What like us? he thought.
That was the extent of their interaction for the rest of the weekend. He felt the ringing space solidify inside and between them. But what she’d
said had started him thinking.
Like us.
Knowing there was little he could do to address it then, until he’d worked out what was happening between them, he turned his attention to other things, to the mystery of the girl at the bus shelter, to the fat man on Sydney Street. At the start of the following week, he started watching, looking for other examples, trying to see if the suspicion he was feeling was mere imagination, or maybe something else
Both of them, the young woman at the bus stop, the man on Sydney Street, they were the same, and in some strange way, deep in his guts, he knew it. It was as if life had drained all the identity from them—just worn it away. In the back of his mind, he was aware that there was an echo there in what he was seeking. There was a strange parallel with what seemed to be happening in his own life, but he tried very hard to dismiss that particular connection as imagination.
So he started watching for signs.
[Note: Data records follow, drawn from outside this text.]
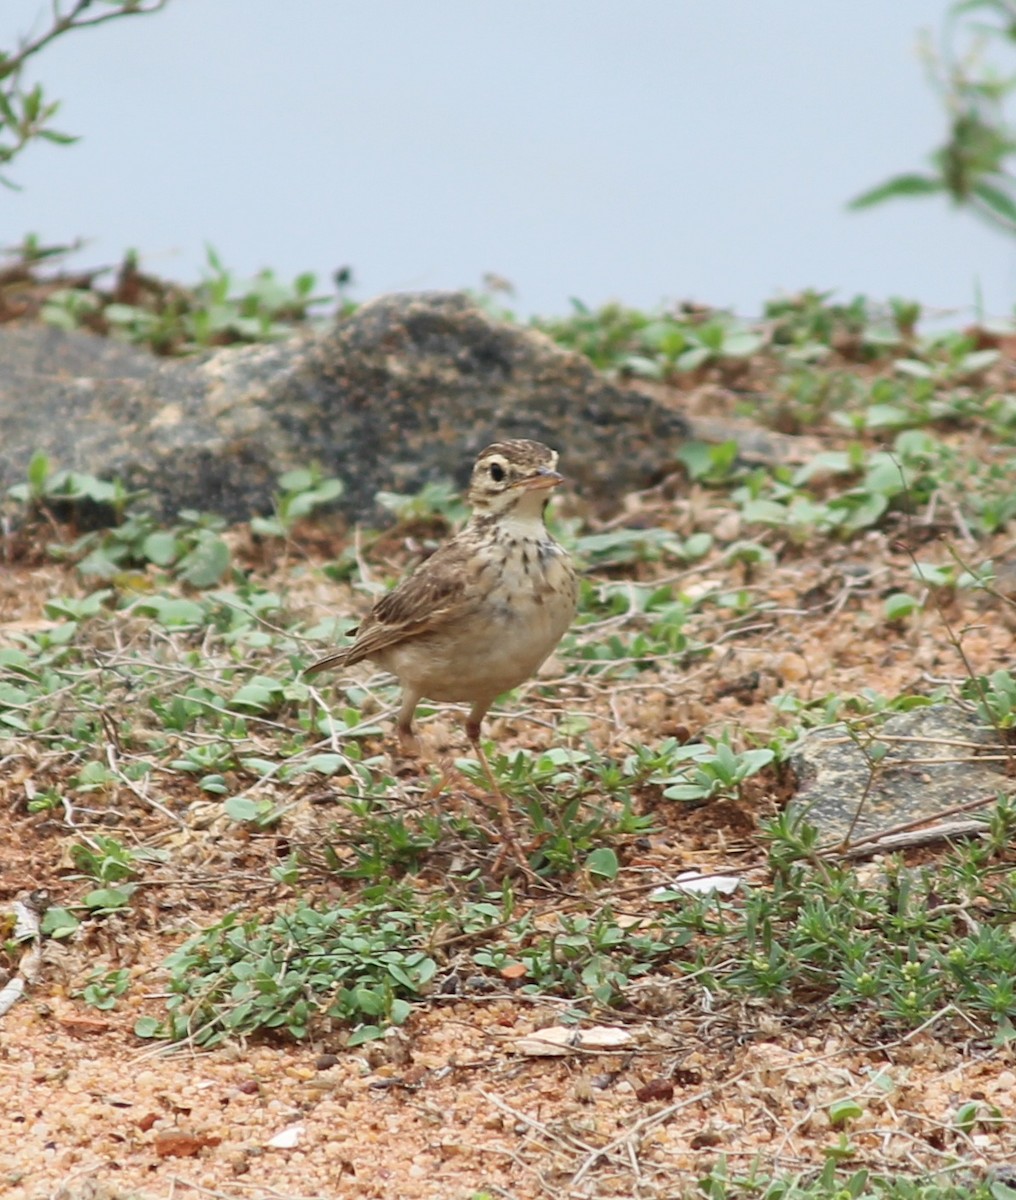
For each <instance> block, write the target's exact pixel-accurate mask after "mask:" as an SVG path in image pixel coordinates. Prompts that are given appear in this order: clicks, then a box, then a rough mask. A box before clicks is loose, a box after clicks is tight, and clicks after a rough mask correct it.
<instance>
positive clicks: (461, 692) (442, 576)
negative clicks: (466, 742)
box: [303, 438, 578, 835]
mask: <svg viewBox="0 0 1016 1200" xmlns="http://www.w3.org/2000/svg"><path fill="white" fill-rule="evenodd" d="M557 467H558V452H557V451H555V450H552V449H551V448H549V446H546V445H543V444H542V443H541V442H530V440H528V439H525V438H513V439H510V440H504V442H494V443H493V444H491V445H488V446H487V448H486V449H485V450H482V451H481V452H480V455H479V456H477V458H476V462H475V464H474V467H473V474H471V476H470V481H469V491H468V493H467V502H468V505H469V508H470V510H471V514H470V517H469V520H468V522H467V523H465V524H464V526H463V528H462V529H461V530H459V532H458V533H456V534H455V535H453V536H451V538H450V539H449V540H447V541H445V542H444V544H443V545H441V546H439V547H438V550H437V551H435V552H434V553H433V554H432V556H431V557H429V558H426V559H425V560H423V562H422V563H420V565H419V566H417V568H416V569H415V570H414V571H413V572H411V574H410V575H408V576H407V577H405V578H404V580H402V582H401V583H398V584H397V586H396V587H395V588H393V589H392V590H391V592H389V593H386V594H385V595H383V596H380V598H379V599H378V600H377V602H375V604H374V606H373V607H372V608H371V611H369V613H368V614H367V617H366V618H365V619H363V622H362V623H361V624H360V626H359V629H356V630H354V641H353V643H351V646H347V647H344V648H342V649H337V650H333V652H331V653H330V654H326V655H325V656H324V658H321V659H318V660H317V661H315V662H312V664H311V666H308V667H307V668H306V670H305V672H303V674H305V676H313V674H317V672H319V671H326V670H330V668H343V667H350V666H353V665H354V664H356V662H360V661H362V660H363V659H371V660H372V661H374V662H377V664H378V665H379V666H381V667H384V668H385V670H386V671H390V672H391V673H392V674H395V676H396V677H397V678H398V682H399V684H401V686H402V697H401V703H399V709H398V716H397V719H396V732H397V736H398V745H399V751H401V752H402V754H403V755H405V756H416V755H419V754H420V739H419V738H417V736H416V732H415V730H414V726H413V720H414V714H415V712H416V706H417V704H419V702H420V701H421V700H423V698H427V700H433V701H439V702H445V701H447V702H457V703H468V704H469V706H470V709H469V714H468V716H467V719H465V733H467V737H468V738H469V742H470V743H471V745H473V748H474V751H475V752H476V756H477V758H479V761H480V764H481V767H482V768H483V773H485V775H486V776H487V781H488V784H489V785H491V787H492V790H493V792H494V798H495V800H497V803H498V806H499V810H500V814H501V826H503V830H509V829H510V828H511V822H510V816H509V811H507V802H506V800H505V798H504V796H503V793H501V791H500V788H499V787H498V785H497V780H495V779H494V775H493V772H492V770H491V767H489V763H488V762H487V757H486V755H485V752H483V748H482V744H481V742H480V733H481V726H482V722H483V718H485V716H486V715H487V713H488V710H489V708H491V706H492V704H493V702H494V700H495V698H497V697H498V696H500V695H501V694H503V692H505V691H510V690H511V689H512V688H517V686H518V685H519V684H521V683H524V682H525V680H527V679H528V678H530V677H531V676H533V674H534V673H535V672H536V671H537V670H539V668H540V666H542V664H543V662H545V660H546V659H547V658H548V656H549V654H551V653H552V652H553V649H554V648H555V647H557V644H558V642H560V640H561V637H563V636H564V635H565V632H566V630H567V628H569V626H570V625H571V623H572V620H573V618H575V614H576V608H577V602H578V578H577V576H576V571H575V568H573V565H572V562H571V558H570V556H569V553H567V551H566V550H565V548H564V547H563V546H561V545H559V544H558V542H557V541H555V540H554V538H553V536H552V535H551V533H549V530H548V529H547V526H546V522H545V514H546V509H547V504H548V503H549V498H551V492H552V491H553V490H554V488H555V487H557V486H558V485H559V484H563V482H564V476H563V475H561V474H559V472H558V469H557ZM506 835H507V833H506Z"/></svg>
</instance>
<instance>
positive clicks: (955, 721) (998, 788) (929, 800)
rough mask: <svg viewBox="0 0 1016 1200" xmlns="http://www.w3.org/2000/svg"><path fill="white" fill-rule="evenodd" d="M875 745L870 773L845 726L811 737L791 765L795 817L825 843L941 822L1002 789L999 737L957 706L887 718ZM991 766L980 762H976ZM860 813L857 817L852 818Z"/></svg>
mask: <svg viewBox="0 0 1016 1200" xmlns="http://www.w3.org/2000/svg"><path fill="white" fill-rule="evenodd" d="M873 744H876V745H879V746H882V748H885V755H884V757H882V758H880V760H879V761H878V764H877V766H876V767H874V770H872V767H871V763H870V758H868V756H867V755H866V754H865V749H864V748H865V745H866V742H865V736H864V734H862V733H861V734H860V736H859V737H856V738H852V737H850V734H849V733H848V730H847V726H844V725H843V726H832V727H831V728H825V730H817V731H814V732H813V733H811V734H810V736H808V737H807V738H806V739H805V742H804V743H802V745H801V746H800V749H799V750H798V752H796V754H795V755H794V756H793V758H792V760H790V766H792V767H793V768H794V770H795V773H796V775H798V780H799V791H798V794H796V796H795V797H794V800H793V811H795V812H801V814H802V815H804V816H805V817H806V818H807V821H808V822H810V823H811V824H813V826H816V827H817V828H818V830H819V833H820V834H822V840H823V842H834V841H836V840H842V839H843V838H844V836H846V835H847V833H848V830H849V829H850V826H852V823H853V832H852V834H850V841H856V839H859V838H868V836H872V835H876V834H882V833H885V832H886V830H889V829H895V828H897V827H898V826H901V824H909V823H912V822H918V821H921V822H932V823H934V822H936V821H939V820H943V818H944V817H945V814H946V811H948V810H949V809H954V808H956V806H957V805H960V804H967V803H969V802H970V800H976V799H978V798H981V797H993V796H996V794H997V793H998V792H999V791H1000V790H1003V788H1005V786H1006V774H1005V767H1006V763H1005V756H1006V748H1005V746H1004V745H1003V744H1002V743H1000V742H999V738H998V733H997V732H996V731H994V730H993V728H992V727H991V726H986V725H985V724H984V722H982V721H980V720H979V718H978V716H976V715H975V714H974V713H970V712H968V710H967V709H964V708H961V707H958V706H957V704H932V706H928V707H926V708H915V709H912V710H910V712H908V713H897V714H896V715H894V716H890V718H889V719H888V720H886V721H885V724H884V725H883V726H882V727H880V728H879V730H877V731H873ZM988 754H991V755H992V760H987V758H985V760H984V761H978V758H979V756H980V755H988ZM858 809H860V815H859V816H858V817H856V822H855V823H854V817H855V815H856V814H858Z"/></svg>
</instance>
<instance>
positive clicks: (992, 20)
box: [849, 0, 1016, 235]
mask: <svg viewBox="0 0 1016 1200" xmlns="http://www.w3.org/2000/svg"><path fill="white" fill-rule="evenodd" d="M944 34H945V36H944V49H943V52H942V53H936V50H934V49H933V48H932V46H931V43H930V42H928V41H927V40H926V42H925V46H924V56H925V59H926V62H927V66H928V73H930V76H931V79H932V84H933V85H934V88H936V90H937V91H938V92H939V95H940V97H942V102H943V106H944V107H945V112H946V115H948V119H949V134H948V138H946V140H945V143H944V144H943V145H940V146H939V148H938V149H936V150H934V151H933V152H932V154H931V155H930V158H928V161H930V163H931V170H930V172H927V173H916V172H912V173H907V174H902V175H895V176H894V178H892V179H888V180H885V182H883V184H879V185H878V186H876V187H872V188H871V190H870V191H867V192H862V193H861V194H860V196H858V197H856V198H855V199H853V200H852V202H850V205H849V206H850V208H852V209H867V208H871V206H872V205H874V204H882V203H884V202H885V200H891V199H900V198H904V199H906V198H913V197H919V196H948V197H950V198H951V199H952V200H954V203H955V204H957V205H963V206H966V208H968V209H970V210H972V211H973V212H975V214H976V215H978V216H980V217H981V218H984V220H985V221H987V222H988V223H990V224H992V226H994V228H997V229H1002V230H1003V232H1004V233H1009V234H1011V235H1016V124H1014V118H1012V115H1011V113H1010V110H1009V106H1010V102H1011V101H1012V98H1014V95H1016V76H1014V74H1012V73H1011V71H1010V73H1009V74H1006V73H1005V72H1003V71H999V70H998V68H997V67H996V66H994V64H992V62H991V61H990V60H988V58H987V48H988V47H990V46H994V47H1000V48H1002V49H1003V50H1004V52H1005V53H1009V54H1012V53H1014V52H1016V0H957V2H956V4H954V5H952V6H951V7H950V10H949V16H948V17H946V24H945V30H944Z"/></svg>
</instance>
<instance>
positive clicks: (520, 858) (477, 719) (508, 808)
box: [465, 704, 533, 878]
mask: <svg viewBox="0 0 1016 1200" xmlns="http://www.w3.org/2000/svg"><path fill="white" fill-rule="evenodd" d="M488 707H489V706H487V704H482V706H481V704H475V706H474V707H473V712H471V713H470V714H469V716H468V718H467V720H465V736H467V737H468V738H469V740H470V743H471V745H473V749H474V751H475V754H476V757H477V760H479V761H480V766H481V767H482V769H483V774H485V775H486V776H487V784H488V785H489V788H491V793H492V794H493V797H494V803H495V805H497V808H498V817H499V818H500V827H501V848H500V851H499V852H498V857H497V859H495V860H494V874H495V875H497V872H498V871H499V870H500V866H501V863H504V860H505V858H507V857H509V856H511V857H512V858H513V859H515V862H516V863H517V864H518V865H519V866H521V868H522V871H523V874H524V875H528V876H529V877H530V878H531V877H533V868H531V866H530V865H529V859H528V858H527V857H525V854H524V852H523V850H522V846H519V844H518V838H517V836H516V833H515V823H513V821H512V818H511V809H510V808H509V802H507V797H506V796H505V793H504V792H503V791H501V788H500V785H499V784H498V781H497V779H495V778H494V773H493V770H491V763H489V762H488V761H487V755H486V754H485V751H483V746H482V744H481V742H480V725H481V722H482V720H483V716H485V715H486V713H487V708H488Z"/></svg>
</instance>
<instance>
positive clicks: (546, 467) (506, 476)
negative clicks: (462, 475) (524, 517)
mask: <svg viewBox="0 0 1016 1200" xmlns="http://www.w3.org/2000/svg"><path fill="white" fill-rule="evenodd" d="M557 466H558V451H557V450H552V449H551V448H549V446H545V445H543V444H542V442H528V440H525V439H524V438H516V439H515V440H511V442H494V443H493V445H489V446H487V449H486V450H483V451H481V454H480V456H479V458H477V460H476V464H475V467H474V468H473V476H471V478H470V480H469V494H468V500H469V506H470V508H471V509H473V512H474V514H475V515H477V516H482V515H488V516H501V515H505V514H509V512H511V514H518V515H519V516H537V517H539V516H541V515H542V511H543V508H545V506H546V504H547V500H548V499H549V492H551V490H552V488H554V487H557V486H558V484H561V482H564V475H560V474H558V472H557V469H555V468H557Z"/></svg>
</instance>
He looked in doorways and bus shelters, in the hollow, shadowed places beneath subway steps. He didn’t go out of his way to search for them; he just kept himself aware. That awareness paid off, and one by one, he started to find them.
The next one he found was sitting inside a doorway. A down-and-out, he thought. Then he looked closer and saw the blank gaze, the slack face, simply staring into nothingness. Chris stood in the middle of the commuter crowd, fascinated as people passed, their eyes averted, denying that they had even seen the person hunched in the doorway. It was so easy for him to go unnoticed. It was as if he didn’t really exist at all—invisible. But Chris saw.
He crossed the road and took up position on the opposite side of the street, propping himself against the low window ledge of a huge department store. The occasional bus or truck slid past, obscuring the man briefly from his view, flashing advertising images and clever graphics in slipstream motion past his eyes, but he refused to be distracted. If this one was going to disappear, he wanted to see how. Maybe he should have crossed the street and gone to help him, but he didn’t know if there was anything he could have done. Passers-by strode past, studiedly oblivious.